Pläne für Wiederaufbau der Nürnberger St. Marthakirche

Ausgebrannte Kirche St. Martha in Nürnberg

Foto: dpa/David Ebener

Die durch einen Brand zerstörte Kirche St. Martha in Nürnberg, aufgenommen am 01.09.2014.

Pläne für Wiederaufbau der Nürnberger St. Marthakirche
Im Innenraum der wieder aufgebauten Nürnberger St. Marthakirche werden auch spätere Generationen die Spuren des Großbrands vom Juni 2014 entdecken können. Das ist ein Detail des Entwurfs des Münchner Architektenbüros Florian Nagler, den die evangelisch-reformierte Kirchengemeinde am Freitag als Siegerentwurf eines Architektenwettbewerbs präsentierte.
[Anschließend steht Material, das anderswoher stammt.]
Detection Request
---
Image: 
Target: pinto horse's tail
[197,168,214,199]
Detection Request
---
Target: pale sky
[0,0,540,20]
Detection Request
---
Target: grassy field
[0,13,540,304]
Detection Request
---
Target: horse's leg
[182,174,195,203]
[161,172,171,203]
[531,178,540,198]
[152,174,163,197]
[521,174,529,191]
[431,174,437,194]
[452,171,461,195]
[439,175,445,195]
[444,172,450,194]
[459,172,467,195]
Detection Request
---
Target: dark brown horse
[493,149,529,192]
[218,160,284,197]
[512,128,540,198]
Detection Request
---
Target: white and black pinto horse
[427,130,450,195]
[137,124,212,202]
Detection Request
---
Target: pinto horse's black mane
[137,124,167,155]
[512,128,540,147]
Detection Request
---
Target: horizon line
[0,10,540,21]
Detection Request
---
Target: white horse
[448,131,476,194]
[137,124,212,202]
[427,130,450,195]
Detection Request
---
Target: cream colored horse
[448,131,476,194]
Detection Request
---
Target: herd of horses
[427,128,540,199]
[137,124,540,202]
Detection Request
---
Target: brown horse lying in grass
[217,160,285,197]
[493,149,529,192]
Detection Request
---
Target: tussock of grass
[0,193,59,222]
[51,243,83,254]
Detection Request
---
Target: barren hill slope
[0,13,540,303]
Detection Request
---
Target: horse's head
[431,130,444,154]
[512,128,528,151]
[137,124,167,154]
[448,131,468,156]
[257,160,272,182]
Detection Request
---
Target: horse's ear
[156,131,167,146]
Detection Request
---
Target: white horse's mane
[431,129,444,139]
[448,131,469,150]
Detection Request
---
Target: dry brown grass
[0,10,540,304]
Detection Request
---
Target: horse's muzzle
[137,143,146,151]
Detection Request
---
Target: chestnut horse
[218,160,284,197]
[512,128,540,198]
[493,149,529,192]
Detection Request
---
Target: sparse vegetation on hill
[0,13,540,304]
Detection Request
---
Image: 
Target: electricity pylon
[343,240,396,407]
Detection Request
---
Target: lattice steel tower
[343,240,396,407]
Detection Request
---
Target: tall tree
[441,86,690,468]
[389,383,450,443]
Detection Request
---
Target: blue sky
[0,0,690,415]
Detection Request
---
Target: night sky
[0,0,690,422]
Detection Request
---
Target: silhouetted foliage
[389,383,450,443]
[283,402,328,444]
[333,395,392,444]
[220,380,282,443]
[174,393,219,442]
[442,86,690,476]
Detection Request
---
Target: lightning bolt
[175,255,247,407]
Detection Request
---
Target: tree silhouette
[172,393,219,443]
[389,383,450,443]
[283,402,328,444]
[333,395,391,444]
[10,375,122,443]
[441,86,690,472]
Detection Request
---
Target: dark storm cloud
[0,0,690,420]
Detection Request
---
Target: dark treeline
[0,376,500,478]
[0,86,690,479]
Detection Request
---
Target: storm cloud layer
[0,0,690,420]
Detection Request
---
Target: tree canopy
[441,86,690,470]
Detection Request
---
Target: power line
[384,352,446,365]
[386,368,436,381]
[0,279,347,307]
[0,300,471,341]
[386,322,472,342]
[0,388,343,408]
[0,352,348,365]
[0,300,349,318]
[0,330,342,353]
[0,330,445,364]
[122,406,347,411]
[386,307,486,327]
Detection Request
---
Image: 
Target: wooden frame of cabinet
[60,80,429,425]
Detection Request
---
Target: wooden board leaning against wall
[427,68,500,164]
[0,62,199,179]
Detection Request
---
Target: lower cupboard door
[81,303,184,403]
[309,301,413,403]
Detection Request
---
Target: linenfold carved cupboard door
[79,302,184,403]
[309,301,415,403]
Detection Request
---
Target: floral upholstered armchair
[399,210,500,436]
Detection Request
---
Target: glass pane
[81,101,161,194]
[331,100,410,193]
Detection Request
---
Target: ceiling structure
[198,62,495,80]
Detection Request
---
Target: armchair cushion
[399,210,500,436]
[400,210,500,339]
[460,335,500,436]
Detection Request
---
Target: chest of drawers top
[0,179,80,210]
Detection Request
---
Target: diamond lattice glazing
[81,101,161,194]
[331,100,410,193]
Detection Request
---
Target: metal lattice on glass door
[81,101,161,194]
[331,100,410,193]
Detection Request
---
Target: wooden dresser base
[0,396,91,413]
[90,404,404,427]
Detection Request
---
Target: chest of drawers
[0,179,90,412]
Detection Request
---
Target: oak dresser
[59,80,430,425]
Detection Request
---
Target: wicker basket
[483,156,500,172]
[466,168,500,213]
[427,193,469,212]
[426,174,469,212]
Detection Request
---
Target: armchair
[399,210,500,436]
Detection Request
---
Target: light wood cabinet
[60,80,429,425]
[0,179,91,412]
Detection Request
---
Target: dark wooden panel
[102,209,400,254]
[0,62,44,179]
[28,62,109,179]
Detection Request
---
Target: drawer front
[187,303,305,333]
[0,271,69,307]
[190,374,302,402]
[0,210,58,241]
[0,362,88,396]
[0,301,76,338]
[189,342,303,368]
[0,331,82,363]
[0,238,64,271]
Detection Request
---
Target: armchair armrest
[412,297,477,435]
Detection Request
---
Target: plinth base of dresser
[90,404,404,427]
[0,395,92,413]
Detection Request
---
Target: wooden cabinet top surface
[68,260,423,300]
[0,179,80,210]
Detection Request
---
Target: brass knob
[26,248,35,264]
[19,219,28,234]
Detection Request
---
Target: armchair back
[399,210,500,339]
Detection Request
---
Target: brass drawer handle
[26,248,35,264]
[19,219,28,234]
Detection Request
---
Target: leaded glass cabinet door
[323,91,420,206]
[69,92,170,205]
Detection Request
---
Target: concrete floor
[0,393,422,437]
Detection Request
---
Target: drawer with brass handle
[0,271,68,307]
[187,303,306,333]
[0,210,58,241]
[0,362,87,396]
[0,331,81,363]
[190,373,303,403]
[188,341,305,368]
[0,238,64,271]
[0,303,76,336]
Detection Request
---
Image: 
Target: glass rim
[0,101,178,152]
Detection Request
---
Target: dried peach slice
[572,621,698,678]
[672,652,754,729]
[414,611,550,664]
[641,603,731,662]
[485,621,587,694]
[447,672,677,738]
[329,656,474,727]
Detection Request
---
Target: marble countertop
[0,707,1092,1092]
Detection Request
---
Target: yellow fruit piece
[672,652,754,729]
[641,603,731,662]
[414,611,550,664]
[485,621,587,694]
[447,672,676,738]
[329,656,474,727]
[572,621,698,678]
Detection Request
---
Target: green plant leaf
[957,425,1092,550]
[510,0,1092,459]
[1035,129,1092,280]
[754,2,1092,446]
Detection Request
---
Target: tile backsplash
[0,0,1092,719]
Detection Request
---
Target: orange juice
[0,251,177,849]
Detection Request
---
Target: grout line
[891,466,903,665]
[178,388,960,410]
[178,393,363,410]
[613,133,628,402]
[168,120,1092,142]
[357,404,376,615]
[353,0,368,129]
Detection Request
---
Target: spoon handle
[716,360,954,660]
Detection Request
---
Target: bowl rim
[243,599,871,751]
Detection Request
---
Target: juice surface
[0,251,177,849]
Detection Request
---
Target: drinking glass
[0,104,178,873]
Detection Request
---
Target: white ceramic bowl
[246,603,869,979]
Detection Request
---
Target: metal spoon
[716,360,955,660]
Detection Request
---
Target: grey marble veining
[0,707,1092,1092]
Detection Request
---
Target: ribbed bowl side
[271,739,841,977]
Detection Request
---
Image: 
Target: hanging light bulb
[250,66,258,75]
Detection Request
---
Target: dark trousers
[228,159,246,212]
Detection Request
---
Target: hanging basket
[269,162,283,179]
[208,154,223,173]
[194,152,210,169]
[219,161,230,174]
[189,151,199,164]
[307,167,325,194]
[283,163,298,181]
Die von Feuer und Ruß gezeichneten Naturstein-Innenwände und Säulen sollen lediglich gereinigt werden. Die 600 Jahre alte St. Marthakirche in der Nürnberger Innenstadt war Anfang Juni vergangenen Jahres völlig ausgebrannt. Gerettet werden konnten nur die wertvollen originalen Glasfenster, die wegen einer bevorstehenden Renovierung ausgelagert waren.

Eine Jury empfiehlt dem Vorstand der Gemeinde den Plan des Architekturbüros, "weil er den Charakter der früheren St. Martha Kirche aufnimmt und neu interpretiert", so der Koordinator für den Wiederaufbau, Georg Rieger. Der Entwurf passe zur Gemeinde St. Martha, "weil er der Schlichtheit der reformierten Tradition und den Herausforderungen der Zeit entspricht", so Gemeindepfarrer Dieter Krabbe gegenüber epd. Die Gemeinde wird nach dem Wiederaufbau voraussichtlich eine Vesperkirche anbieten und braucht dazu auch eine flexible Bestuhlung.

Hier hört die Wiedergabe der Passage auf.